Venus and Mars (1975)
1. Venus and Mars/Rock Show
2. Love in Song
3. You Gave Me the Answer
4. Magneto and Titanium Man
5. Letting Go
6. Venus and Mars (Reprise)
7. Spirits of Ancient Egypt
8. Medicine Jar
9. Call Me Back Again
10.Listen to What the Man Said
11.Treat Her Gently/Lonely Old People
12.Crossroads *
13.Zoo Gang *
14.Lunch Box/Odd Sox *
15.My Carnival *
* CD Bonus Track
 
Coming off the back of the hugely acclaimed Band on the Run, one might have expected McCartney to try and replicate that winning formula with Venus and Mars.
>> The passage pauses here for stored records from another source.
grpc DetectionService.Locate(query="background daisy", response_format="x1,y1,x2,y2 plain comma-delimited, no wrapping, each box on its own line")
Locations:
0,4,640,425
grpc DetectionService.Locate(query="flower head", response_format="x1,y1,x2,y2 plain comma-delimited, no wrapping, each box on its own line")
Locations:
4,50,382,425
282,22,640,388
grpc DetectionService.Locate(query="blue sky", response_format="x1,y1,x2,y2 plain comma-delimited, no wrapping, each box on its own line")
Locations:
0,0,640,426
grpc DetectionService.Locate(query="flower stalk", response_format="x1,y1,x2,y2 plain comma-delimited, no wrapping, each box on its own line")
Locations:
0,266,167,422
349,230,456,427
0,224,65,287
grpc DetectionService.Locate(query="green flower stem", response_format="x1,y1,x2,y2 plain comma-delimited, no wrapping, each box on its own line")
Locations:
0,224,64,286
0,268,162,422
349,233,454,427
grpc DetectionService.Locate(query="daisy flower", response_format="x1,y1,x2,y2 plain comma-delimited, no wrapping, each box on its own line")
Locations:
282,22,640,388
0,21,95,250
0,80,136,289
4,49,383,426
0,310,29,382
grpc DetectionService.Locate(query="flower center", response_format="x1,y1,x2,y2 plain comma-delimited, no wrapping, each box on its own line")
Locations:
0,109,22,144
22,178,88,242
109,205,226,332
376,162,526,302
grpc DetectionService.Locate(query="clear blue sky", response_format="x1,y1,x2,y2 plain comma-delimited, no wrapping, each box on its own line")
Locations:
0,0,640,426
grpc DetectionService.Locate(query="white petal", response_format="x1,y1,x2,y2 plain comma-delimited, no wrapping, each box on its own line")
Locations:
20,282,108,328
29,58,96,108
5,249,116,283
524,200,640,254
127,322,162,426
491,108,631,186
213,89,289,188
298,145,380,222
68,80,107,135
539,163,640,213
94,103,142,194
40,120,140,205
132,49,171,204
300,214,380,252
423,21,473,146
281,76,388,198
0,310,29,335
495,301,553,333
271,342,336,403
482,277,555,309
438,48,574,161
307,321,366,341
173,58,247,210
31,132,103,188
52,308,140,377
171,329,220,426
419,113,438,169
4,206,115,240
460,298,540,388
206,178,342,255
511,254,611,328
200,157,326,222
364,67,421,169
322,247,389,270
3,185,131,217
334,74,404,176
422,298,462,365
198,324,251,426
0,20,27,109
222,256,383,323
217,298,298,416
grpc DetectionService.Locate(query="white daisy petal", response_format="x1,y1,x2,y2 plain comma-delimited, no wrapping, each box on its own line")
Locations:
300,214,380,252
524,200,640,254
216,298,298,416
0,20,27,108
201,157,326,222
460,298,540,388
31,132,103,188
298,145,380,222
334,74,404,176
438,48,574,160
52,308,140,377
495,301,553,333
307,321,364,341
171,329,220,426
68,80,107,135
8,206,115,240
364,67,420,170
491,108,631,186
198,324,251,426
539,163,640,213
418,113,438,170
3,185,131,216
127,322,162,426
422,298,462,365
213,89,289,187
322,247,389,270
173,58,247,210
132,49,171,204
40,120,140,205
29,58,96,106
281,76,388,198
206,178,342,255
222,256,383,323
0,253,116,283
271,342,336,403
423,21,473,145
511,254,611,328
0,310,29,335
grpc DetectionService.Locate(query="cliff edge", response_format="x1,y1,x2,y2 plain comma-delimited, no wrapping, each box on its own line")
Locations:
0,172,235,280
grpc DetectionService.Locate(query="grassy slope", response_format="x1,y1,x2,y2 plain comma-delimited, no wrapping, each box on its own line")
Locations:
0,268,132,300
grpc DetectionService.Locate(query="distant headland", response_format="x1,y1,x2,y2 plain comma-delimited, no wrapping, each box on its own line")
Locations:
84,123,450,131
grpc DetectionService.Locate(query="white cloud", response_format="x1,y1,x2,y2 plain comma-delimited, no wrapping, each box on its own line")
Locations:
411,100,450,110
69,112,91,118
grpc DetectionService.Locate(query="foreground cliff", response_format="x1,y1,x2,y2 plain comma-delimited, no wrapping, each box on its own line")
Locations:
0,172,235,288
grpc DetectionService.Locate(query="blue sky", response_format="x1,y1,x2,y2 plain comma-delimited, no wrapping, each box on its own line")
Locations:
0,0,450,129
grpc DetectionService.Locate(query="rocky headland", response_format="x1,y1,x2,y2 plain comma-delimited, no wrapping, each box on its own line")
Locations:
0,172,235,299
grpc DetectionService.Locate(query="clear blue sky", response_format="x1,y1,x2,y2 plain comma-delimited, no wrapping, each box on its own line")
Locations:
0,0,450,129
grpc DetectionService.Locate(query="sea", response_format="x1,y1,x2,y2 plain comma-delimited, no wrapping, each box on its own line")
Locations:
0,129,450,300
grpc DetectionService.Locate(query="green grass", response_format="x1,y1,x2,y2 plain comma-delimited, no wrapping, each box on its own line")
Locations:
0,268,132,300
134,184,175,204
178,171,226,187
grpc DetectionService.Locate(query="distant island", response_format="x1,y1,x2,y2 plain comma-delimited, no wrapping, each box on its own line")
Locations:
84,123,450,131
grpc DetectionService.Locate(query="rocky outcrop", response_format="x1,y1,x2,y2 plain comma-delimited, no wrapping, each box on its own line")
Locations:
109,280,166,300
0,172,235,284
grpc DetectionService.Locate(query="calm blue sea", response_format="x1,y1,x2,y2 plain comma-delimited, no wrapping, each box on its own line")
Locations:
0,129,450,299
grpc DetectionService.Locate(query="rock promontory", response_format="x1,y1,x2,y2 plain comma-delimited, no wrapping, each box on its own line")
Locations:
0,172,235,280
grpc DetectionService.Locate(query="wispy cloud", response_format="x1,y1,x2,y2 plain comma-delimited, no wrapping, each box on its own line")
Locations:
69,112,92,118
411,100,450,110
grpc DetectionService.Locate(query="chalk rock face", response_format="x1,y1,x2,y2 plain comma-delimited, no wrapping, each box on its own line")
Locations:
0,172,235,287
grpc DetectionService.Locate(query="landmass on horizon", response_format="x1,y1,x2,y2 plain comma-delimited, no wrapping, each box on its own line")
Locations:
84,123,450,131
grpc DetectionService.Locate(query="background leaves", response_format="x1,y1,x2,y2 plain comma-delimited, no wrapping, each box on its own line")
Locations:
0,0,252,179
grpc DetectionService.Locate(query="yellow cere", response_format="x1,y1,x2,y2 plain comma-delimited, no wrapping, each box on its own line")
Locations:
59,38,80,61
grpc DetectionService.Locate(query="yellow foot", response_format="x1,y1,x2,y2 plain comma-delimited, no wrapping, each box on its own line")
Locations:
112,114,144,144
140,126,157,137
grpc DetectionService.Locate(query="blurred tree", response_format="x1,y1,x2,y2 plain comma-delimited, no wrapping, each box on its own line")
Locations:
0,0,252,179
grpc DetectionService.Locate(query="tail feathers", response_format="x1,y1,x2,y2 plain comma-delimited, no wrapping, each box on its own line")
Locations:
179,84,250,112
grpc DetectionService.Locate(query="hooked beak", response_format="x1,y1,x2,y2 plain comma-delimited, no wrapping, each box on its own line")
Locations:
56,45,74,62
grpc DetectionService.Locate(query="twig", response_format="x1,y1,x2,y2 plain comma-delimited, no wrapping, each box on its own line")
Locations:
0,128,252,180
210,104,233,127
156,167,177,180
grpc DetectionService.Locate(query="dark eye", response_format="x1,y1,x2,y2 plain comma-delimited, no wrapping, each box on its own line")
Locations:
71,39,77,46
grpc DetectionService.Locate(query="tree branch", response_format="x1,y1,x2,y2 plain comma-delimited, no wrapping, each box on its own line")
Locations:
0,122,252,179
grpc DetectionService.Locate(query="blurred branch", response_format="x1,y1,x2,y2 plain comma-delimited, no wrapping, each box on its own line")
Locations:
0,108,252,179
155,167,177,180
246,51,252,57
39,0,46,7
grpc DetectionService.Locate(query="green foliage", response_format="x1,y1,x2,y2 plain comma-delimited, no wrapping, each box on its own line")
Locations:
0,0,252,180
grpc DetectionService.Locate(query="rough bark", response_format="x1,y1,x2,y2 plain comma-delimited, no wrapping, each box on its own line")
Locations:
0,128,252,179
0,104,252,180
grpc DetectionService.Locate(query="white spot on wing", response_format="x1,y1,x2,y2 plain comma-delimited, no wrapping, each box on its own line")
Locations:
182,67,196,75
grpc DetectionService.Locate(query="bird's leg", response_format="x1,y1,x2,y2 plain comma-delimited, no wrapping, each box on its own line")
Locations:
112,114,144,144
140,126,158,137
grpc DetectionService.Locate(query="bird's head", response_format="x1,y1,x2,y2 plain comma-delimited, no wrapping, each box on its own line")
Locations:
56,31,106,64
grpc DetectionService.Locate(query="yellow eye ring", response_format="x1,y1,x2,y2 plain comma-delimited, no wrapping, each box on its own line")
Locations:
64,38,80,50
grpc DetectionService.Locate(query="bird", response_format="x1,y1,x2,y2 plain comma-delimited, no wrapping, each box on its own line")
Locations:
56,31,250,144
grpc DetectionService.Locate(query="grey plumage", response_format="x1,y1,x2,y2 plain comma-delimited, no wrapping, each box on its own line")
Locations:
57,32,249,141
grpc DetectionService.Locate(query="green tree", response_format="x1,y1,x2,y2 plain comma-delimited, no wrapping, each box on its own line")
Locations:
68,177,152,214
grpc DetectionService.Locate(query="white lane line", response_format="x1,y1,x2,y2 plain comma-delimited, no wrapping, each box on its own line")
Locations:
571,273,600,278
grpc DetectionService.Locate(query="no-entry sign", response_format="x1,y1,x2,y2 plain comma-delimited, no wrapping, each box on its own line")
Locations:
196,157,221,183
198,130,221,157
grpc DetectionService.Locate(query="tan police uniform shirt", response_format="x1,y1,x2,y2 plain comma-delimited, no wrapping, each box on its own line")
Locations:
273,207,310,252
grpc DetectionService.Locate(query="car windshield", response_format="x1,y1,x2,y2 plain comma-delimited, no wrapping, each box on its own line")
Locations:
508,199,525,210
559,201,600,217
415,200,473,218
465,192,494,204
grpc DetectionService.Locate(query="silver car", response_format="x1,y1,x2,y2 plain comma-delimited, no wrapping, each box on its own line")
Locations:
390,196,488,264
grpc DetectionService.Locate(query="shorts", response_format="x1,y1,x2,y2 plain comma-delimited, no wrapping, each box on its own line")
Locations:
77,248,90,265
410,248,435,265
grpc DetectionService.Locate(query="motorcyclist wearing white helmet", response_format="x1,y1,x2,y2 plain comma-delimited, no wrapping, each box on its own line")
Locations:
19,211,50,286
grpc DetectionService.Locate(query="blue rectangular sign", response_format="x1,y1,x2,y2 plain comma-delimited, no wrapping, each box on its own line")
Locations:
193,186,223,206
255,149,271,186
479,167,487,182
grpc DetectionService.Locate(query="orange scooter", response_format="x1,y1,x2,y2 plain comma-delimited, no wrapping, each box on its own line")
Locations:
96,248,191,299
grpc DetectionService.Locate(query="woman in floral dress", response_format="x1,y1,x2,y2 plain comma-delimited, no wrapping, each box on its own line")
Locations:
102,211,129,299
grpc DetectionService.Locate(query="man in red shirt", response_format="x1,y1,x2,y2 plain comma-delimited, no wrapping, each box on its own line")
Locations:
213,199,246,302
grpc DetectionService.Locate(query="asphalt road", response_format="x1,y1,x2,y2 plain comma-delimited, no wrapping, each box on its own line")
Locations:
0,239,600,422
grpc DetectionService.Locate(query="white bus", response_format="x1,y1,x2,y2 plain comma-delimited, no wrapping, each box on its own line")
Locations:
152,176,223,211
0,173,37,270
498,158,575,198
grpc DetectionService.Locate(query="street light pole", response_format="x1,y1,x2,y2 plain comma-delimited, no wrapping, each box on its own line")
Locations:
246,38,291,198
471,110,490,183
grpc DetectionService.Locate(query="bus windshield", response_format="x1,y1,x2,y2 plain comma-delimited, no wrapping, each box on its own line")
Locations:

He didn’t. Instead, what emerged was a more conventional set of tracks — a serviceable and, at times, engaging record that plays its cards closer to the chest. Where Band on the Run soared, this one merely cruises.
To his credit, McCartney had now assembled something more closely resembling an actual band. Wings, for once, looked and sounded like a unit — even if it remained abundantly clear who was in charge. McCartney's grip on the wheel was as firm as ever, but the expanded lineup did introduce the occasional surprise. Chief among these was Medicine Jar, a track not sung by McCartney at all, but by guitarist Jimmy McCulloch. It’s a competent performance, though it sticks out awkwardly — less a band contribution than a permitted detour.
The album opens with the twin title tracks, Venus and Mars and Rock Show, which segue into each other with tempo shifts and rhythmic change-ups clearly echoing the structural ambition of Band on the Run. The closing section, a riff on 'rock stars in the seventies', is the strongest moment, but the song as a whole never achieves liftoff. It charted well enough at the time, but it’s faded in both relevance and reputation.
The clear standout here is Listen to What the Man Said, a breezy, radio-ready slice of McCartney pop that deservedly topped the charts. Catchy, cheerful, and irrepressibly optimistic, it’s vintage Paul. The production sparkles, the saxophone solo (courtesy of Tom Scott) adds just the right touch, and it remains one of the few songs from the album still in rotation today.
Elsewhere, Venus and Mars offers a little bit of everything McCartney is known for: the whimsical, the nostalgic, the gently eccentric. You Gave Me the Answer is the obligatory twenties pastiche, complete with period vocal affectations and a music hall bounce that’s so unabashedly charming one hesitates to admit liking it. McCartney has always had a soft spot for this sort of thing — Lennon, famously, didn’t — and while it may not be fashionable, it’s undeniably well done.
The remainder of the album is pleasant without being particularly memorable. No real missteps, no cringe-worthy experiments, but equally, no great revelations. It’s a professionally assembled LP by a man who knows exactly what he’s doing — which, ironically, may be its greatest weakness. The bonus tracks included in later editions are largely disposable, and their inclusion only serves to dilute the album’s modest but cohesive identity.
Sadly, this album is hardly essential either. Venus and Mars occupies that vast and shadowy middle ground of the McCartney catalogue: competent, sporadically inspired, and ultimately overshadowed by the brilliance that came just before it.